Anlamadığım başka bir durum söz konusu, söz konusu “aşırı özgüven sahibi kişi”, bir şekilde çevresindeki dünyayı da buna göre şekillendirebiliyor. “Kendini gerçekleştiren kehanet” gibi belki, sırf kendine mükemmelliği, doğruluğu konusunda bu kadar güvendiği için mükemmel ve doğru oluyor, herkesi yanlış görme hakkını kendinde gördüğü için herkes yanlış yollarda ilerliyor. Aşırı özgüven, nasıl ki kendini boşlaştırıyorsa, yine kendini büyütüyor ve güzel gösteriyor, insanları etkiliyor, insanları bir yerlere taşıyor. Dünya bu özgüvenin anlattığı hikayelerle dolup taşıyor, başardıklarını dinliyor. Hani özgüven sahibi, insanları gerçekten ilgilendirdiğini düşünüyor, ama insanlar da kişisel alanda kalmayan ve çevreye taşan bu uç noktadaki kendini ifadeyle, ve hatta sadece kendini ifadeyle ilgileniyor.

Buna aslında o kadar kızmıyorum, çünkü şu “an” bunu istiyor. Hayat bunu istiyor. İnsanlar buna maruz kalmak istiyor. Daha da güzeli, siz içten içe o insanı küçük görür, “pöf” derken, aslında o insandan çok da bir farkınız kalmıyor. Tek farkınız, siz kendinizi üstün görmüyorsunuz, yanınızdakini yetersiz görüyorsunuz, bir de bunu dışarı yansıtmıyorsunuz. O ise zaten kendisinden başkasını pek görmüyor. Ama bunlardan hangisi daha iyi, hangisi daha kötü, hangisi daha rahatsız edici, onu bilemiyorum.

19 Aralık 2009 Cumartesi

"Kedi, ulaşamadığın ciğere b.k atıyor olabilirsin... Bunca zaman ulaşabildiğin bir şey önünden alındığında sinirlenmişsindir, normaldir, kabul edilebilir ve hatta beklenir bir şey bu.

Bunun yanında aslında ciğer sevmiyor da olabilirsin, ve belki de biz bunun farkında değiliz?"


İnsan, ulaşabildiği uzaklıklarda birçok şeyin farkına varamıyor sanırım, iyi ya da kötü.
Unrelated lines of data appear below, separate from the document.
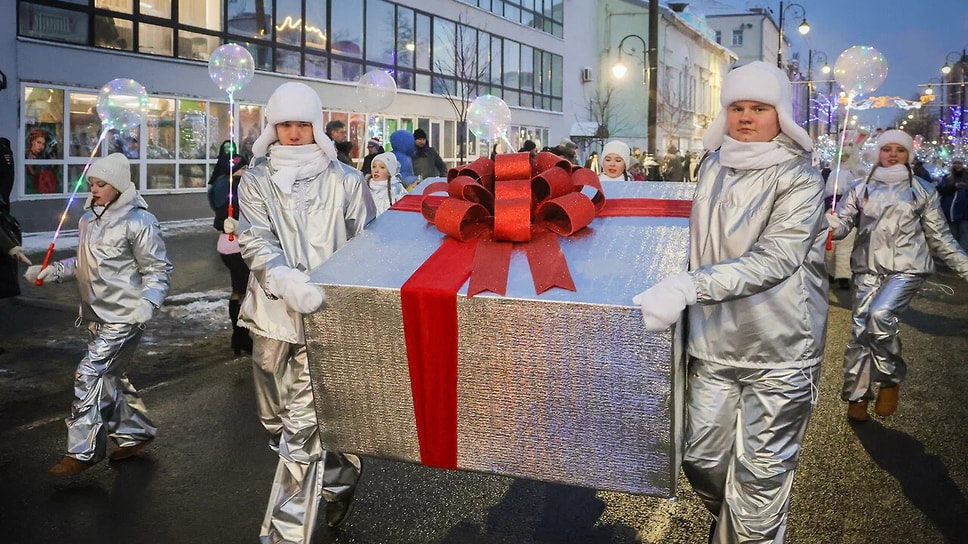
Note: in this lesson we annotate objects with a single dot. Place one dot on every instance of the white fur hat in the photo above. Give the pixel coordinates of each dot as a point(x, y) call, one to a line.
point(390, 160)
point(760, 82)
point(619, 148)
point(899, 137)
point(294, 101)
point(113, 170)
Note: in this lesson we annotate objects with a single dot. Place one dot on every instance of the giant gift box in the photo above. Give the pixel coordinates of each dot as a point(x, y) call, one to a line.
point(563, 386)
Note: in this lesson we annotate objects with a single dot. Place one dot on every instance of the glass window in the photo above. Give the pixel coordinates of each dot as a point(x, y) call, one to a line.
point(423, 42)
point(161, 176)
point(289, 22)
point(192, 45)
point(348, 30)
point(201, 13)
point(155, 40)
point(316, 24)
point(245, 21)
point(192, 129)
point(161, 129)
point(380, 44)
point(405, 38)
point(113, 33)
point(53, 24)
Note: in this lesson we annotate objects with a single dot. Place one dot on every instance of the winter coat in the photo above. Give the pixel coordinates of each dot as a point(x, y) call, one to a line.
point(757, 241)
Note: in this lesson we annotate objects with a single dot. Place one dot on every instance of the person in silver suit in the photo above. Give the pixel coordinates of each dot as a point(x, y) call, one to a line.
point(756, 295)
point(899, 225)
point(297, 208)
point(123, 275)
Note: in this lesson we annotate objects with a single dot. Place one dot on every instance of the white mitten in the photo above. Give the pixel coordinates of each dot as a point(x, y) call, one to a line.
point(18, 253)
point(230, 225)
point(293, 287)
point(143, 312)
point(664, 302)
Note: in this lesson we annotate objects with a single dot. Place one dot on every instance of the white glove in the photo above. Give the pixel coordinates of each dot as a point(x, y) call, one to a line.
point(833, 221)
point(664, 302)
point(143, 312)
point(18, 253)
point(293, 287)
point(230, 225)
point(51, 273)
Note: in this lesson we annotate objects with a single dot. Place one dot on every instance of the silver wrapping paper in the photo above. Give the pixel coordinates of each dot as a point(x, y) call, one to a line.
point(563, 387)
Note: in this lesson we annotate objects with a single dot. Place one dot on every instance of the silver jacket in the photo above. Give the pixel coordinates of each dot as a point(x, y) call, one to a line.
point(899, 225)
point(756, 254)
point(298, 230)
point(121, 259)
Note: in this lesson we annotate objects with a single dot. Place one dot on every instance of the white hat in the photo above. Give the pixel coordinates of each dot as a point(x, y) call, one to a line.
point(390, 161)
point(294, 101)
point(113, 170)
point(619, 148)
point(760, 82)
point(899, 137)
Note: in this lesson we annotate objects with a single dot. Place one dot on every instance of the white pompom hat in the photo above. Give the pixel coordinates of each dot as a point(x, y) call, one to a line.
point(760, 82)
point(294, 101)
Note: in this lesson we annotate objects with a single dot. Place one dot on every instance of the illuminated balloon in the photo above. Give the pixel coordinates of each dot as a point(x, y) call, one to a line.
point(231, 67)
point(376, 90)
point(860, 70)
point(488, 117)
point(122, 104)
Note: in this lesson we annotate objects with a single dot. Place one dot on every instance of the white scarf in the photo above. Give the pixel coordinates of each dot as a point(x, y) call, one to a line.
point(891, 174)
point(287, 163)
point(752, 155)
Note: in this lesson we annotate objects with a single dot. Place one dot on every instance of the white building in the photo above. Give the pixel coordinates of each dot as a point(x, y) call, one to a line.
point(58, 54)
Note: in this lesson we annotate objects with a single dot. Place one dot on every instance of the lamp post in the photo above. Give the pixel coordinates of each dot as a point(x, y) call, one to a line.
point(803, 28)
point(619, 69)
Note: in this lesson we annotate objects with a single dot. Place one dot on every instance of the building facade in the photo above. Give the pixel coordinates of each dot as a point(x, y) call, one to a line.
point(63, 51)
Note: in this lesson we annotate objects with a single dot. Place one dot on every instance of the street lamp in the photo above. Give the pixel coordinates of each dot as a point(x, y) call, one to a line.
point(803, 28)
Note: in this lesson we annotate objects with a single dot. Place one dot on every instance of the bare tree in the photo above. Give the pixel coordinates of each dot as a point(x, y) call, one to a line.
point(464, 70)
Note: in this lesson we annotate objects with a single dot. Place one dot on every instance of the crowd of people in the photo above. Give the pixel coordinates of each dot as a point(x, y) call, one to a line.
point(758, 230)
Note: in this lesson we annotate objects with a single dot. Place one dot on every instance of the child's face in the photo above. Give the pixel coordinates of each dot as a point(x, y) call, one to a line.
point(613, 165)
point(295, 133)
point(379, 171)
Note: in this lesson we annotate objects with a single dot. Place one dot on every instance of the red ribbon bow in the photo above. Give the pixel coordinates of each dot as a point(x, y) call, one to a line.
point(510, 200)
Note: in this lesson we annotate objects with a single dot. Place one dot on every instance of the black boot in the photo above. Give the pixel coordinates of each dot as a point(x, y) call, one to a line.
point(241, 341)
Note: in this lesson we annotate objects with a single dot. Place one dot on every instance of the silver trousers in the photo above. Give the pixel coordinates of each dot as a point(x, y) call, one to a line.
point(873, 353)
point(306, 473)
point(105, 403)
point(744, 428)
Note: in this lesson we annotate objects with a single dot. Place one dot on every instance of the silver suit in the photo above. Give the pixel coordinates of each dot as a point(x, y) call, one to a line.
point(899, 225)
point(121, 259)
point(756, 339)
point(297, 230)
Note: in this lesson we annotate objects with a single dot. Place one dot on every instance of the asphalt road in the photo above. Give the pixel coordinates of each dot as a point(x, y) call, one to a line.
point(206, 478)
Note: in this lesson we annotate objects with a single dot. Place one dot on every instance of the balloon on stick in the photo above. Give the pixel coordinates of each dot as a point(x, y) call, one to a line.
point(231, 67)
point(122, 105)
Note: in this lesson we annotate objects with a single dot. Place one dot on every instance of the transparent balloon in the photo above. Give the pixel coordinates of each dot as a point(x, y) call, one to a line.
point(231, 67)
point(860, 70)
point(376, 90)
point(488, 118)
point(122, 104)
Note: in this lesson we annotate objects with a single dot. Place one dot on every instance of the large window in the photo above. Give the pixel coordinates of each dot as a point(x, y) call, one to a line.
point(60, 128)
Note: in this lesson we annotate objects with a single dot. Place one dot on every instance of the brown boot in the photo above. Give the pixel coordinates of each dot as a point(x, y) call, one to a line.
point(68, 466)
point(129, 451)
point(886, 400)
point(857, 410)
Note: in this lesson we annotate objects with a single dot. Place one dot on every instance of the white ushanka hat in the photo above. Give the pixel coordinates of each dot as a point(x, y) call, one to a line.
point(390, 160)
point(897, 137)
point(113, 170)
point(294, 101)
point(619, 148)
point(760, 82)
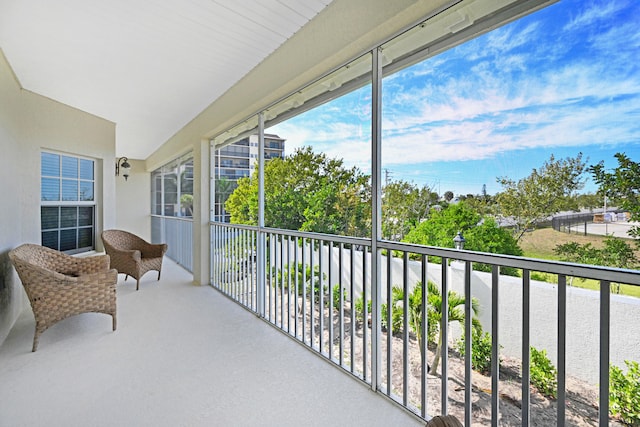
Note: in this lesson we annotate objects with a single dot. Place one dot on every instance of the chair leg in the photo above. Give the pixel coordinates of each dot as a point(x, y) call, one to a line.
point(36, 338)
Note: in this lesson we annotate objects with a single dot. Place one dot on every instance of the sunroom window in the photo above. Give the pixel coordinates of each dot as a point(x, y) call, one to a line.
point(67, 202)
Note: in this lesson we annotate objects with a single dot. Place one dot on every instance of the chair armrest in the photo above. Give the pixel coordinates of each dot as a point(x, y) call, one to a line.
point(93, 264)
point(105, 277)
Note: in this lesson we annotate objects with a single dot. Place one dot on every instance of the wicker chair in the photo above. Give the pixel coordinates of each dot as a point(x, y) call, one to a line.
point(60, 286)
point(132, 255)
point(444, 421)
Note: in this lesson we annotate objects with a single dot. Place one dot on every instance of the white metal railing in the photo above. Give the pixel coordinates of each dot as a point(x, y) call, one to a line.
point(177, 233)
point(316, 289)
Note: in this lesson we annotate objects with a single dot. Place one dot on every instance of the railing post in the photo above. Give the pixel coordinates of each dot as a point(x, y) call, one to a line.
point(376, 213)
point(261, 250)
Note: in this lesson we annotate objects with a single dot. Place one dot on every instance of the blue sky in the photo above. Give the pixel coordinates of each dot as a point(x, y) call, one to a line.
point(561, 81)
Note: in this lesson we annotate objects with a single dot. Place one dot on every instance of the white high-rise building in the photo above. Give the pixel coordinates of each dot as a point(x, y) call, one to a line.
point(239, 160)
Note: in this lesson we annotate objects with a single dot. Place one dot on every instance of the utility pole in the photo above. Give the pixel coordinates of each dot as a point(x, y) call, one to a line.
point(387, 176)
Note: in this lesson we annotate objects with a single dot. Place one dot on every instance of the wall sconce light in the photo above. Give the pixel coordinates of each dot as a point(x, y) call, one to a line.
point(126, 167)
point(459, 240)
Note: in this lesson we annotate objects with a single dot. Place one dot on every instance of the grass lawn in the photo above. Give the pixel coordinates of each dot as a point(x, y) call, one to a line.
point(540, 244)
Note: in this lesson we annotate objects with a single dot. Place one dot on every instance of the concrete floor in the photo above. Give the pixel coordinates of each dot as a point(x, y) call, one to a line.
point(183, 355)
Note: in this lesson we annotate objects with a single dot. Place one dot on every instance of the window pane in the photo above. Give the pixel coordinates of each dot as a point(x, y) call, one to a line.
point(86, 190)
point(68, 217)
point(50, 189)
point(69, 167)
point(50, 239)
point(50, 164)
point(68, 240)
point(49, 218)
point(85, 216)
point(86, 169)
point(85, 237)
point(69, 190)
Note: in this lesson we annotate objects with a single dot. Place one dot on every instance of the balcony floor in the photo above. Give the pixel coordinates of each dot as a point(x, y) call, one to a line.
point(183, 355)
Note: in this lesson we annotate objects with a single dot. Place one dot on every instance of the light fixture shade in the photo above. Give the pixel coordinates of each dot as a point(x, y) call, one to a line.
point(459, 240)
point(126, 168)
point(123, 163)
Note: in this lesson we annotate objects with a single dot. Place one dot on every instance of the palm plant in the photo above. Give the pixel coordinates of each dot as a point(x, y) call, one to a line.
point(455, 314)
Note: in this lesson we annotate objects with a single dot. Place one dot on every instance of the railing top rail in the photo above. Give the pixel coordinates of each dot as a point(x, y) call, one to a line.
point(177, 218)
point(617, 275)
point(305, 234)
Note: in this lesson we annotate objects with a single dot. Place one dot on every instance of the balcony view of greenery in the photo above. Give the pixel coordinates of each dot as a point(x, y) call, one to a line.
point(491, 138)
point(494, 137)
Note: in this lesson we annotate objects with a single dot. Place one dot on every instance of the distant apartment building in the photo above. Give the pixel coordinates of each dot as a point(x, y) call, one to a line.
point(239, 160)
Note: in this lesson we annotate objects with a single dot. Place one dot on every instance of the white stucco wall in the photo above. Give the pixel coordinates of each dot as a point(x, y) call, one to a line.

Yani ulaşabildiği şeyin değerini de anlamıyor olabilir, aslında gereksiz bir şey olduğunu ve söz konusu şey olmadan daha mutlu olacağını da. Birinciyi atlayalım, zira benim asıl konum ikincisi.

Pek kontrol edilebilir bir şey değil, ama uzaktaki, ulaşamadığımız kişiyle ilgili atıp tutmamız çok kolay olabiliyor. Hatta olası iletişim durumlarında bile aynı tutumu koruyabiliyoruz. Ani uzaklaşmalar sonucunda oluşan muhabbetlerdeki "tuhaflık" hissi git gide sabitleşirken, biz bu durumu git gide daha az kafamıza takıyoruz. Bunun yanında öfke büyüyebiliyor, kişinin her davranışı batıyor falan ve filan...

Yavaş uzaklaşmalarda olmuyor bu, ani uzaklaşmalarda oluyor genelde. Karşınızdakinin sizi ciddiye almadığını aniden gördüğünüzde oluyor, ama süreç pek o kadar kısa sürmüyor. Yine de, yeterli sürenin sonunda, yeterince uzaktan bakabildiğiniz an nurtopu gibi bir öfkeniz ve kayıtsızlığınız oluyor.

İyi de neden?

Şöyle ki, baktığımız kişinin (arkadaşımız, sevgilimiz, hoşlandığımız kişi, aileden tanıdık, vs vs..) yakınındayken belli detayları görüyor, o detayları o kişiye yakıştırıyor, bazen üzerimize alıyor ve seviyoruz. Söz konusu detaylar bizde bir saygı ya da hayranlık uyandırabiliyor, zira ince ince işlenmiş, birbirine dikilmiş, belki biraz saklanmış, yani "yaşasın, ben buldum" hissi de mevcut. Aynı yakınlık devam ettiği sürece o detayları görebiliyor ve yan yana durabiliyoruz.

Sonra, ani uzaklık durumunda bir süre daha bu ayrıntıları hatırlamak, dolayısıyla bir süre daha olumlu duygulara sahip olmak var. Karşımızdakinin bize karşı tavrını, neler yaptığını ve hatta ne düşündüğünü ne kadar fark edersek edelim, "yakınlık" hala taze, detaylar hala canlı olduğu için, baktığımız yöndeki renkler de hala pastel tonlarda.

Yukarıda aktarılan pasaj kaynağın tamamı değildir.